LabelEncoding the 'Private' Column with Python CATCODES (same as LabelEncoding):

In [None]:
uni['private']=uni['private'].astype('category').cat.codes
uni['private']

In [None]:
uni.head()

### Standardize features (X) for better performance:

In [None]:
X=uni.drop('private',axis=1)
y=uni['private'] # OUR TARGET LABEL for predictions

In [None]:
from sklearn.preprocessing import StandardScaler
scaler=StandardScaler()
scaler.fit(X)
X_std=scaler.transform(X) # numpy array here

#Create new X dataframe
X_2=pd.DataFrame(X_std, columns=uni.drop('private',axis=1).columns)
X_2.head()

Train test split on standardized X and y (target labels):

In [None]:
from sklearn.model_selection import train_test_split
X_train, X_test, y_train, y_test = train_test_split(X_2, y, test_size=0.33, random_state=42)

### KNN Model building:

In [None]:
from sklearn.neighbors import KNeighborsClassifier
knn=KNeighborsClassifier(n_neighbors=2)
knn.fit(X_train, y_train)

In [None]:
pred = knn.predict(X_test)

### Predictions and evaluation:

In [None]:
from sklearn.metrics import classification_report,confusion_matrix, accuracy_score
print(confusion_matrix(y_test,pred))
print('\n')
print(classification_report(y_test,pred))

### Choosing an optimal K value:

Loop for both **Error Rate vs K** and **Accuracy Score vs K** for optimal choice of K:

In [None]:
error_rate = []
scores = []

for i in range(1,40): # check all values of K between 1 and 40
    knn = KNeighborsClassifier(n_neighbors=i)
    knn.fit(X_train,y_train)
    pred_i = knn.predict(X_test)
    score=accuracy_score(y_test,pred_i)
    scores.append(score)
    error_rate.append(np.mean(pred_i != y_test)) # ERROR RATE DEF and add it to the list

In [None]:
plt.style.use('seaborn-whitegrid')
plt.figure(figsize=(10,6))
plt.plot(range(1,40),error_rate,color='blue', linestyle='dashed', marker='o',
         markerfacecolor='red', markersize=10)
plt.title('Error Rate vs.
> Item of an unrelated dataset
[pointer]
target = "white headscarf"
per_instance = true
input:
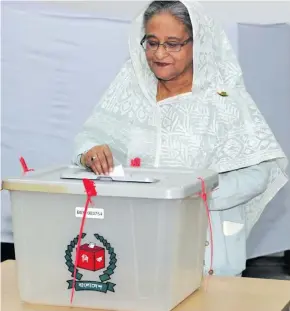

K Value')
plt.xlabel('K')
plt.ylabel('Error Rate')

In [None]:
plt.style.use('seaborn-whitegrid')
plt.figure(figsize=(10,6))
plt.plot(range(1,40),scores,color='blue', linestyle='dashed', marker='o',
         markerfacecolor='red', markersize=10)
plt.title('Accuracy Score vs. K Value')
plt.xlabel('K')
plt.ylabel('Accuracy Score')

**Obs:** K=7 choice.

### Retraining with K=7:

In [None]:
knn=KNeighborsClassifier(n_neighbors=7)
knn.fit(X_train,y_train)

In [None]:
pred_7 = knn.predict(X_test)

In [None]:
from sklearn.metrics import classification_report,confusion_matrix, accuracy_score
print(confusion_matrix(y_test,pred_7))
print('\n')
print(classification_report(y_test,pred_7))

### Obs: accuracy went up by 3% on all categories, and ammount of FalsePos and FalseNeg decreased significantly!